The reading we have this morning in the Daily Office from the prophet Isaiah begins with a question for all time.
“Thus says the Lord, the King of Israel and his Redeemer, the Lord of hosts:
I am the first and the last; besides me there is no God. Who is like me?”

This question rises up in our hearts when we search the horizon of our world, beset as it is by the gods of fear and hopelessness, of violence and greed, of death and indifference. The needy are forgotten. The hope of the poor is taken away. The violent bear it away, as someone once wrote.

We search for signs of God’s power and presence in a world receding from justice and hope. We look to the hills, as the psalmist wrote, and ask “from where is my help to come” (Ps. 121)?

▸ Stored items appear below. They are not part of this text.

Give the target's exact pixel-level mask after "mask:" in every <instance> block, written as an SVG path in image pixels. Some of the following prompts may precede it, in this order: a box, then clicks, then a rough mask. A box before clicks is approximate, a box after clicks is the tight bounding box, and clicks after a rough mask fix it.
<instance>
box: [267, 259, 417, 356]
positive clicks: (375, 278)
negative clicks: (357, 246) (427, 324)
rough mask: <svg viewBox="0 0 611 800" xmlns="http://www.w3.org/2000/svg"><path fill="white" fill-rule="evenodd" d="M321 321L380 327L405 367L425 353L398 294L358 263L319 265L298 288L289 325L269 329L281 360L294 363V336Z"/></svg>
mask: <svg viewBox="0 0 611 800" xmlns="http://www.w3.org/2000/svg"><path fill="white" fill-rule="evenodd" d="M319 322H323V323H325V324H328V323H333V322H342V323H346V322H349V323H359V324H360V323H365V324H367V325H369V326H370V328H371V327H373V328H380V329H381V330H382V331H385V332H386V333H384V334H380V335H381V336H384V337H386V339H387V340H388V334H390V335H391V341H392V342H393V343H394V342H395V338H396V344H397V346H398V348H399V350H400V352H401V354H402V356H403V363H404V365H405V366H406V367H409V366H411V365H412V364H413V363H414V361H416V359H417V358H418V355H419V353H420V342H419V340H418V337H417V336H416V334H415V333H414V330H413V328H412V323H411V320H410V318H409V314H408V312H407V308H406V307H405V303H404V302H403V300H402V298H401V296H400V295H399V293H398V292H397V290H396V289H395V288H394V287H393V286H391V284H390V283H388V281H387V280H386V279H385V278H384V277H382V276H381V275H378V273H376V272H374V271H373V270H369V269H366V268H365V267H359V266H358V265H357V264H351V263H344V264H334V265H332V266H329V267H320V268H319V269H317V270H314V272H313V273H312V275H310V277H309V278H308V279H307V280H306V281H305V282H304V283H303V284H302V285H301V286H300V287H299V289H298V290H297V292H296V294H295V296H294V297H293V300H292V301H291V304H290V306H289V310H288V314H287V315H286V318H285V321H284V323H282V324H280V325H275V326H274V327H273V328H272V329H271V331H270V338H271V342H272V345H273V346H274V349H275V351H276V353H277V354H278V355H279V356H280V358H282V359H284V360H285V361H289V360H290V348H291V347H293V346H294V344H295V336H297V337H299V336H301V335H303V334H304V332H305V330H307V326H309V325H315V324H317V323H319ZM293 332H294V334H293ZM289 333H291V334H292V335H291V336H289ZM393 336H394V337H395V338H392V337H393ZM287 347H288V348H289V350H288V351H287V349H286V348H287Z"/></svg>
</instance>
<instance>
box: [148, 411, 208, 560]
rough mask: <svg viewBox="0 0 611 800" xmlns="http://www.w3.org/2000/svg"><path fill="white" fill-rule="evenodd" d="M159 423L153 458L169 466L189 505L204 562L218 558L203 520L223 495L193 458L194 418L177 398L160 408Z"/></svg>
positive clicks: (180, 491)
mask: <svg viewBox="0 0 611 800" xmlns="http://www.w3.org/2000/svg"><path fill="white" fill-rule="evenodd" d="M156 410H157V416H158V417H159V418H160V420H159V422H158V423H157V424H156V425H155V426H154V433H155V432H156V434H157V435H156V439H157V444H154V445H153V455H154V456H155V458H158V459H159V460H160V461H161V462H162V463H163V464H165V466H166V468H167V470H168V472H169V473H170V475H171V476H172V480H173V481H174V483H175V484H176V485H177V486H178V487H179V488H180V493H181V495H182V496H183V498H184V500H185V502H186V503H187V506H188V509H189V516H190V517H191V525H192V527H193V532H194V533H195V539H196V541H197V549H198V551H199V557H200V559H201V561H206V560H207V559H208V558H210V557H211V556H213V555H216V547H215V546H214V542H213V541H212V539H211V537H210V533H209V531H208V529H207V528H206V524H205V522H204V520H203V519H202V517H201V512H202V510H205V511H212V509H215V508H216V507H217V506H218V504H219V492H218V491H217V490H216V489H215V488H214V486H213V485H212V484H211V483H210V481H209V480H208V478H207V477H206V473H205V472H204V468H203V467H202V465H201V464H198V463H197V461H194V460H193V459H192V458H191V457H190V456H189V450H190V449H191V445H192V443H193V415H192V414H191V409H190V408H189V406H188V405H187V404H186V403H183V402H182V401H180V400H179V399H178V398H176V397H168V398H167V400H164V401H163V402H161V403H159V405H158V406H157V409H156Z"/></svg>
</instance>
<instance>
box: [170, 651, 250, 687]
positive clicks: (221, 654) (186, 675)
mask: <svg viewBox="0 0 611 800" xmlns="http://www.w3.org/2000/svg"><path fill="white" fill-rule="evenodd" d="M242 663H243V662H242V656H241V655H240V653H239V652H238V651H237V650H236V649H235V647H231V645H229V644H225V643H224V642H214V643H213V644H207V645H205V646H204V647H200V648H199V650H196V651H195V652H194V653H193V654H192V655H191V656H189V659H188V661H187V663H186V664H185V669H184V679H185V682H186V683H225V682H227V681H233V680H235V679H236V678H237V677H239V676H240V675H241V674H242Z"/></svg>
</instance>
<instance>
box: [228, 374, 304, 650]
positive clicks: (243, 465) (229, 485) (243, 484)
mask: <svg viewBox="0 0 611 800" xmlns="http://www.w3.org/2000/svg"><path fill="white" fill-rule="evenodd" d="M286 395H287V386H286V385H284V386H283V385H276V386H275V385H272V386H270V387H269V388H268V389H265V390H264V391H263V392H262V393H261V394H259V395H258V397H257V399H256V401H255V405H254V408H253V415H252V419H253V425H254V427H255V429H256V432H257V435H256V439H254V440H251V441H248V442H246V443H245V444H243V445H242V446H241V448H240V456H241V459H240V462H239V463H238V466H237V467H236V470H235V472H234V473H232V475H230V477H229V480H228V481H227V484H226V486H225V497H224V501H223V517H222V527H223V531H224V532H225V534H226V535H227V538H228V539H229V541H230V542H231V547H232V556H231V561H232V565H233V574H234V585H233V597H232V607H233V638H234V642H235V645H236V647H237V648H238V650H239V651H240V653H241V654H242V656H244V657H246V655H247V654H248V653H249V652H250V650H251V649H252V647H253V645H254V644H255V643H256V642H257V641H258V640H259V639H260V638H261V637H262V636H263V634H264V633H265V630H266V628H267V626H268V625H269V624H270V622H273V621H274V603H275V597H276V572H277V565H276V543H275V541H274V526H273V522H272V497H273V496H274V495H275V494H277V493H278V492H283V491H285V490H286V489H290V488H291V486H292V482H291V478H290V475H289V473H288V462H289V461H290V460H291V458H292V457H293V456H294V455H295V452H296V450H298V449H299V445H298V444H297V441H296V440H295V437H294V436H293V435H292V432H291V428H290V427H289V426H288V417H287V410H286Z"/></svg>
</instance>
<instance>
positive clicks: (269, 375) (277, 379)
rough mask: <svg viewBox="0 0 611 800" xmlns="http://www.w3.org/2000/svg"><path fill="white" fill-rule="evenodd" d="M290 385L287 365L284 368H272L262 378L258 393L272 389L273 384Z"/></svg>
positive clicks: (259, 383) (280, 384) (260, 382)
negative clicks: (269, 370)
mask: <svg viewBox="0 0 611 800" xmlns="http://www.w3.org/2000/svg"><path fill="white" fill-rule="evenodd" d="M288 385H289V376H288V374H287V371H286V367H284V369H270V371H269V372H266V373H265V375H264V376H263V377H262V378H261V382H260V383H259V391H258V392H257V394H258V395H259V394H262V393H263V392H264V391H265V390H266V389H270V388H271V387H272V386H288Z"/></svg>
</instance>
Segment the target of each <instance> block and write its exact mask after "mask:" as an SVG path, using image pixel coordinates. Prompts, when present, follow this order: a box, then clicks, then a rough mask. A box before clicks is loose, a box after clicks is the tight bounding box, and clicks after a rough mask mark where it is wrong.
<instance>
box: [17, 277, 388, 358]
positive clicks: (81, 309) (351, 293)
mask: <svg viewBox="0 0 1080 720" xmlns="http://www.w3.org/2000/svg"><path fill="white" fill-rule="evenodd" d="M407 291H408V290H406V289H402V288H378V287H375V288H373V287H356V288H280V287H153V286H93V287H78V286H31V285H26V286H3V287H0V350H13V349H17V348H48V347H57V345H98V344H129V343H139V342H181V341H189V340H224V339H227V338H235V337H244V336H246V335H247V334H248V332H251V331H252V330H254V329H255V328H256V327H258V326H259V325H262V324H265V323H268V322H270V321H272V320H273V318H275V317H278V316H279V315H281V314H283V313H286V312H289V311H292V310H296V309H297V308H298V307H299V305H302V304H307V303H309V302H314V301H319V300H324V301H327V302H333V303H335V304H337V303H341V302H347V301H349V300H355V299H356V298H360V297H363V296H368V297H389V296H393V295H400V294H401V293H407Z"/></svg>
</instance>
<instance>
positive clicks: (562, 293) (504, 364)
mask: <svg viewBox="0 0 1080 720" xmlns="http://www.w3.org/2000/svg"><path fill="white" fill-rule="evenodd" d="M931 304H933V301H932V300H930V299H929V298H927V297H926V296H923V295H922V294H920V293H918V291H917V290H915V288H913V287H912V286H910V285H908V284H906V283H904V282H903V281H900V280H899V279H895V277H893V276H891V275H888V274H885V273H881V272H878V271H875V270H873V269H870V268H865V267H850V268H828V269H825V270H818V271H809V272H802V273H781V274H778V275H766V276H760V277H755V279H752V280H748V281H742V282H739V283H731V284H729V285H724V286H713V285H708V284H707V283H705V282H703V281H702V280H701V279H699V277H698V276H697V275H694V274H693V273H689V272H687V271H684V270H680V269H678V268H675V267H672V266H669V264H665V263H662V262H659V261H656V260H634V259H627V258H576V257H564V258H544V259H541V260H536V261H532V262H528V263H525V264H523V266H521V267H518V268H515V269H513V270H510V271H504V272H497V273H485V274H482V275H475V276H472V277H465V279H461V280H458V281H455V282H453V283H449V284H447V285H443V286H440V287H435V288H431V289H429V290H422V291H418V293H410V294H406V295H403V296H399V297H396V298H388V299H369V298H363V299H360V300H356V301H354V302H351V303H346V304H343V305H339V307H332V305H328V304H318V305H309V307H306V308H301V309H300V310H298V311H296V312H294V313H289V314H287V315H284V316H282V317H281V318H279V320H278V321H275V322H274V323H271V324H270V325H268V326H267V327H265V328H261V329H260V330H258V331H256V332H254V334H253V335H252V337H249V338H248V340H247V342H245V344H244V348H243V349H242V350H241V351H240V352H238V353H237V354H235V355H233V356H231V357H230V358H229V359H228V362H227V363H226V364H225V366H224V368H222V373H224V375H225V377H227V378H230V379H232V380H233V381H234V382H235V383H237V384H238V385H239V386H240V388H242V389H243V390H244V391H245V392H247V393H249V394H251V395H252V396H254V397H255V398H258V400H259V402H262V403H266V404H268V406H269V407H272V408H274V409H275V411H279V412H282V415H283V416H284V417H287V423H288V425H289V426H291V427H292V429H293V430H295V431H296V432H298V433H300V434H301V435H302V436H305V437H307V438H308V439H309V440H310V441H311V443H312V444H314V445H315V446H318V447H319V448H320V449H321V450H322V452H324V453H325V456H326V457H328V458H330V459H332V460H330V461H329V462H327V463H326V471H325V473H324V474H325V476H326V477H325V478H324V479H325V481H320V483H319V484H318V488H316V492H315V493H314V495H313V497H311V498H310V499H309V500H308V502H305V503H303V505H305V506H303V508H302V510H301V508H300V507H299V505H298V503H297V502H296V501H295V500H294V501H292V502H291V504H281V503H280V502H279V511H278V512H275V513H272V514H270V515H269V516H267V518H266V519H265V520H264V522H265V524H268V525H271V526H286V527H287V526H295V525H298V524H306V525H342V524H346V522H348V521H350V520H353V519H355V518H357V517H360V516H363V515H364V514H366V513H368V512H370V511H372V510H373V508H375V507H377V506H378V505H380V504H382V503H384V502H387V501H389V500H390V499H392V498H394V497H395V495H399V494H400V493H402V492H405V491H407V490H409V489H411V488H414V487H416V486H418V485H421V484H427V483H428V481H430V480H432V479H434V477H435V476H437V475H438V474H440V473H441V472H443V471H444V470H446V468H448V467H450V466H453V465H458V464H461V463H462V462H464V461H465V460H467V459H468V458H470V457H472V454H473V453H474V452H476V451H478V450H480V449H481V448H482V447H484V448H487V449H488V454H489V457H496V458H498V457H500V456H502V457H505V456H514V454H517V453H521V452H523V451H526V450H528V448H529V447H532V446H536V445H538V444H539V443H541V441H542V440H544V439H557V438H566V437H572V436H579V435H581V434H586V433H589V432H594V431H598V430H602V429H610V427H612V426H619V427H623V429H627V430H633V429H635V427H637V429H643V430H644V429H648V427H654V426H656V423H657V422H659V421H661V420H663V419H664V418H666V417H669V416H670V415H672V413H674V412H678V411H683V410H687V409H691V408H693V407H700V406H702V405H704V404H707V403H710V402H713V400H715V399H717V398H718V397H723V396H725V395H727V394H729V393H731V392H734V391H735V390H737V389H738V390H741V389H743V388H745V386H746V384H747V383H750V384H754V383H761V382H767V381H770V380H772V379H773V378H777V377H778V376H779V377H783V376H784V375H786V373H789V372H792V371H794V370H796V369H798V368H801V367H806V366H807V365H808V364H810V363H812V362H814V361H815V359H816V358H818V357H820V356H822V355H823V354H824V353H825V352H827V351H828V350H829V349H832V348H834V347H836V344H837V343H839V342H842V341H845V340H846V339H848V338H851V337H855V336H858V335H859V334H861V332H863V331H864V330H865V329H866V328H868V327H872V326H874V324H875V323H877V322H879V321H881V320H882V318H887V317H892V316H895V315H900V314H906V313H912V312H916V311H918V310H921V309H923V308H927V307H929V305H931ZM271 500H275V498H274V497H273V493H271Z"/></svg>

Isaiah beheld the violence and chaos of his day and age, like we do ours, and the word of the Lord came to him, as it has to us. He was to proclaim with boldness the righteous judgement of God and the unquenchable hope of God’s reign. God is in the midst of the world, and God alone saves, therefore do not fear or be afraid. God hears the voice of the oppressed, who cry out for equity and justice. God thwarts the schemes of the wicked and treacherous.

Hope is not an easy thing to proclaim when the day seems far spent and the darkness settles in. But hope is not lost, for deliverance belongs to the Lord, and it will surely come.

We each remember a time when we saw the unmistakable power and presence of God at work in the world, showing the strength of his arm, casting away the works of darkness, putting down the mighty from their seat, filling the hungry with good things, exalting the humble and meek.

We read from the book of the prophet Isaiah this morning as we celebrate the birth of another prophet, Martin King, Jr., through whose word the Lord declared that death holds nothing before the never-failing love of God. Love is stronger than death, and many waters cannot quench hope.

Dr. King gave his life for hope. He shunned the violence of the oppressor but loved them still with the love of Christ, as Christ did for his enemies. He called us to the unceasing work of justice and loving-kindness for the oppressed. He called the oppressor to repentance. With Isaiah, he saw the suffering of the world against an alternative vision where God remains the final power and authority, such that we live and die for the work of undoing death by love.

The truth of Christian faith is that we are made volunteers for sacrifice. We are volunteers for sacrificial love. What do we gain if we lose everything to worship the false gods of violence and indifference? What do we gain if we do not have love?